Бригадный комиссар Осипов умен. То вдруг скажет с усмешечкой словцо о том, как собирались воевать малой кровью на чужой территории, глянет карим глазом. А через час он уже каменно жестко отчитает усомнившегося, прочтет проповедь. А назавтра опять пошевелит ноздрями и скажет шепеляво:

— Да, товарищи, мы летаем выше всех, дальше всех, быстрее всех — вот и залетели.

О военном поражении первых месяцев войны говорил умно, но в нем нет горя, говорит с какой-то безжалостностью шахматиста.

Говорит с людьми свободно, легко, но с наигранной, не настоящей товарищеской простотой. По-настоящему его интересуют разговоры с Котиковым.

Чем этот Котиков интересен бригадному комиссару?

Опыт у Осипова огромный. Знание людей. Опыт этот очень нужен, в подпольном штабе без Осипова не обойтись.

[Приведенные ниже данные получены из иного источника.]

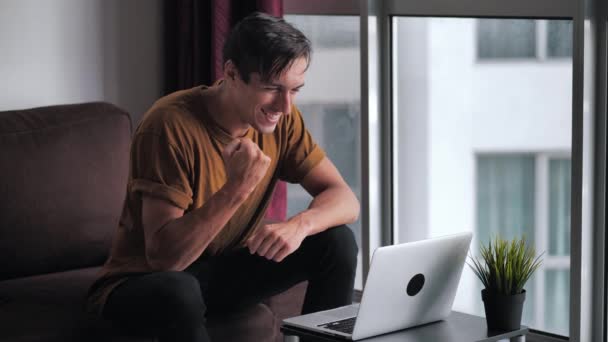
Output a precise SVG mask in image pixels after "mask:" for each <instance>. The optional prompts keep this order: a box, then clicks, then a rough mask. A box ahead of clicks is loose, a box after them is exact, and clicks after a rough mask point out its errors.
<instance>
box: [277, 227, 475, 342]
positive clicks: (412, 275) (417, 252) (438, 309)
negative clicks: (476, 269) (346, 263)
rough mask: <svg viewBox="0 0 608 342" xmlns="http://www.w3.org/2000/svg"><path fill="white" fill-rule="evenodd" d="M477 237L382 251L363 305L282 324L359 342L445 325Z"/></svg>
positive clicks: (290, 318)
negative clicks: (408, 328) (421, 327)
mask: <svg viewBox="0 0 608 342" xmlns="http://www.w3.org/2000/svg"><path fill="white" fill-rule="evenodd" d="M472 237H473V234H472V233H470V232H467V233H459V234H454V235H448V236H442V237H438V238H433V239H428V240H422V241H415V242H409V243H404V244H399V245H394V246H386V247H380V248H378V249H376V251H375V252H374V255H373V257H372V262H371V264H370V270H369V274H368V276H367V282H366V284H365V289H364V291H363V297H362V298H361V303H360V304H353V305H348V306H343V307H340V308H337V309H332V310H327V311H320V312H315V313H312V314H308V315H302V316H298V317H293V318H288V319H286V320H284V321H283V323H284V324H285V325H286V326H291V327H295V328H298V329H304V330H309V331H314V332H316V333H321V334H326V335H332V336H335V337H340V338H343V339H345V340H353V341H354V340H360V339H363V338H367V337H371V336H376V335H381V334H386V333H389V332H393V331H397V330H401V329H405V328H410V327H415V326H418V325H422V324H426V323H431V322H435V321H440V320H443V319H445V318H447V316H449V314H450V313H451V311H452V304H453V303H454V296H455V295H456V289H457V288H458V283H459V281H460V275H461V274H462V268H463V266H464V263H465V258H466V256H467V253H468V250H469V245H470V243H471V239H472Z"/></svg>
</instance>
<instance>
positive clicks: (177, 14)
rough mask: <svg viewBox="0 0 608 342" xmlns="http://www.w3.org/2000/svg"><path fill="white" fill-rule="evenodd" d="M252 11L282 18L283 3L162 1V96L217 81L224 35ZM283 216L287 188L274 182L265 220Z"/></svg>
mask: <svg viewBox="0 0 608 342" xmlns="http://www.w3.org/2000/svg"><path fill="white" fill-rule="evenodd" d="M254 11H259V12H265V13H268V14H271V15H274V16H277V17H280V16H283V1H282V0H165V2H164V23H165V33H164V35H165V37H164V41H165V73H164V74H165V89H164V90H165V94H168V93H171V92H174V91H176V90H180V89H187V88H191V87H194V86H197V85H201V84H213V82H215V81H216V80H218V79H219V78H220V77H221V76H222V47H223V46H224V40H225V39H226V35H227V34H228V32H229V31H230V29H231V28H232V26H233V25H234V24H236V23H237V22H238V21H239V20H241V19H242V18H244V17H245V16H247V14H249V13H251V12H254ZM286 216H287V185H286V184H285V183H284V182H278V184H277V186H276V188H275V191H274V194H273V198H272V200H271V202H270V206H269V208H268V211H267V212H266V217H268V218H270V219H274V220H285V218H286Z"/></svg>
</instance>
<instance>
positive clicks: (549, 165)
mask: <svg viewBox="0 0 608 342" xmlns="http://www.w3.org/2000/svg"><path fill="white" fill-rule="evenodd" d="M549 230H550V234H549V241H550V243H549V254H550V255H570V159H552V160H550V161H549Z"/></svg>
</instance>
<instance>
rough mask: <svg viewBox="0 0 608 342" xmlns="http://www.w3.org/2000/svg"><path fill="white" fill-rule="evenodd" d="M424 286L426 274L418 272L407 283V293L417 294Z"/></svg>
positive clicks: (410, 293) (409, 294) (417, 293)
mask: <svg viewBox="0 0 608 342" xmlns="http://www.w3.org/2000/svg"><path fill="white" fill-rule="evenodd" d="M423 286H424V275H422V273H418V274H416V275H415V276H413V277H412V279H410V282H409V283H408V284H407V294H408V295H410V296H412V297H413V296H415V295H417V294H418V292H420V290H422V287H423Z"/></svg>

Но опыт его не только может помочь, может и помешать.

Иногда Осипов рассказывал смешные истории о знаменитых военных людях, называл их: Сема Буденный, Андрюша Еременко.

Однажды он сказал Ершову:

— Тухачевский, Егоров, Блюхер виноваты так, как я да ты.

А Кириллов рассказывал Ершову, что в тридцать седьмом году Осипов был заместителем начальника Академии — беспощадно разоблачал десятки людей, объявлял их врагами народа.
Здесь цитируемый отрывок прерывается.